In its objection, Public Citizen argued that class members would not receive the full value of the settlement fund because it required that they submit proof of out-of-pocket expenses for their purchases to recover any money, even if their purchases were made more than a decade ago. Class members who were unable to prove out-of-pocket expenses would receive at most $15 - and only a pro rata share of $300,000 if more than 20,000 undocumented claims were made, no matter how much money remained in the settlement fund.
Public Citizen maintained that the settlement was unfair because of the small amount of money set aside for those unable to obtain sufficient documentation, especially when compared to the size of the settlement fund, which is more than 200 times greater. Public Citizen also expressed concern that the cap on recovery for undocumented claims could allow the bulk of the settlement fund to revert to Glaxo instead of being used to benefit the class.
At a hearing today, Judge Ralph J. Mendelsohn of the Third Judicial Circuit of Madison County, Illinois, granted approval of the revised settlement, subject only to receiving a proposed final order next week. The new settlement will provide up to $100 for class members who are unable to produce documentation and eliminates the $300,000 cap.
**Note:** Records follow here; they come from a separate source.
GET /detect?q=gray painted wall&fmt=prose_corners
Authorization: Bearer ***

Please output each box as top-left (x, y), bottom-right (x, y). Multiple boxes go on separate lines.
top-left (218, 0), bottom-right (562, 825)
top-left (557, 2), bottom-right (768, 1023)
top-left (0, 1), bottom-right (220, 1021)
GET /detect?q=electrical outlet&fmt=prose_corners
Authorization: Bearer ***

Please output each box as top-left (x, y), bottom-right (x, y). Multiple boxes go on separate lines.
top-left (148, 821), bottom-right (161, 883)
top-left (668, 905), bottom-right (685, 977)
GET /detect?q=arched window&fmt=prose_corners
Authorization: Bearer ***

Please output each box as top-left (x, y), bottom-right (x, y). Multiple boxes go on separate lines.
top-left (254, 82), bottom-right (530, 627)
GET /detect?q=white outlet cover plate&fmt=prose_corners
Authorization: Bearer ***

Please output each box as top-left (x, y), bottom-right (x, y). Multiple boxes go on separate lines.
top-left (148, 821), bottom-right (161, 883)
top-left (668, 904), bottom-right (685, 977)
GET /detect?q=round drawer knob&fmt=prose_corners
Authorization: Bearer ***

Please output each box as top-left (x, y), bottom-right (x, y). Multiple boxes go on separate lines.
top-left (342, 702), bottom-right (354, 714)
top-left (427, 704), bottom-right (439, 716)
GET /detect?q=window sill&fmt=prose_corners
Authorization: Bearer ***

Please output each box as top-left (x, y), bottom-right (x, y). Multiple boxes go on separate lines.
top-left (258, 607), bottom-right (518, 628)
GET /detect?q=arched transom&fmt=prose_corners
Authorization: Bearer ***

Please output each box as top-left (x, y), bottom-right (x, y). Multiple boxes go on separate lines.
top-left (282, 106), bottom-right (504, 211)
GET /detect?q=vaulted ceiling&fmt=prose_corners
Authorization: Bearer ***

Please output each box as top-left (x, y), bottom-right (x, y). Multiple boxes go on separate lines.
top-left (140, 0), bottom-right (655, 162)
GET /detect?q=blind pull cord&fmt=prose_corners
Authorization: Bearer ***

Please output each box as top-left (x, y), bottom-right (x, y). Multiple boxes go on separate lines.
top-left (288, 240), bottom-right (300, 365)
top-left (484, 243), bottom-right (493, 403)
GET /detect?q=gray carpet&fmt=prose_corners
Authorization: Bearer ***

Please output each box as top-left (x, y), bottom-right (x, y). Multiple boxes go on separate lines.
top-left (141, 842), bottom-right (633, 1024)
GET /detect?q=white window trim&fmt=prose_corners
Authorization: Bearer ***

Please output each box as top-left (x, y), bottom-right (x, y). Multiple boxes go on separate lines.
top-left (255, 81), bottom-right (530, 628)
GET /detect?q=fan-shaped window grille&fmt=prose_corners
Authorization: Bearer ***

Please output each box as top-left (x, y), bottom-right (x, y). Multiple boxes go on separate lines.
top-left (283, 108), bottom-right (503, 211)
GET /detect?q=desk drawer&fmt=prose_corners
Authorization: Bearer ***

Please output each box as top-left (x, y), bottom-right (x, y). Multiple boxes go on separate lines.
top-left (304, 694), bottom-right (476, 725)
Mail and e-mail notices will be sent to membership organizations at the end of May, June and July, encouraging the groups to contact class members. Members can also receive information about the new settlement at http://www.paxilpediatricsettlement.com. The deadline to submit a claim is Aug. 31, 2007.
"The revision significantly improves the value of the settlement, particularly to those class members who are unable to document their claim," said Jennifer Soble, an attorney with Public Citizen. "We want to encourage class members to file their claims before the claims period expires at the end of August."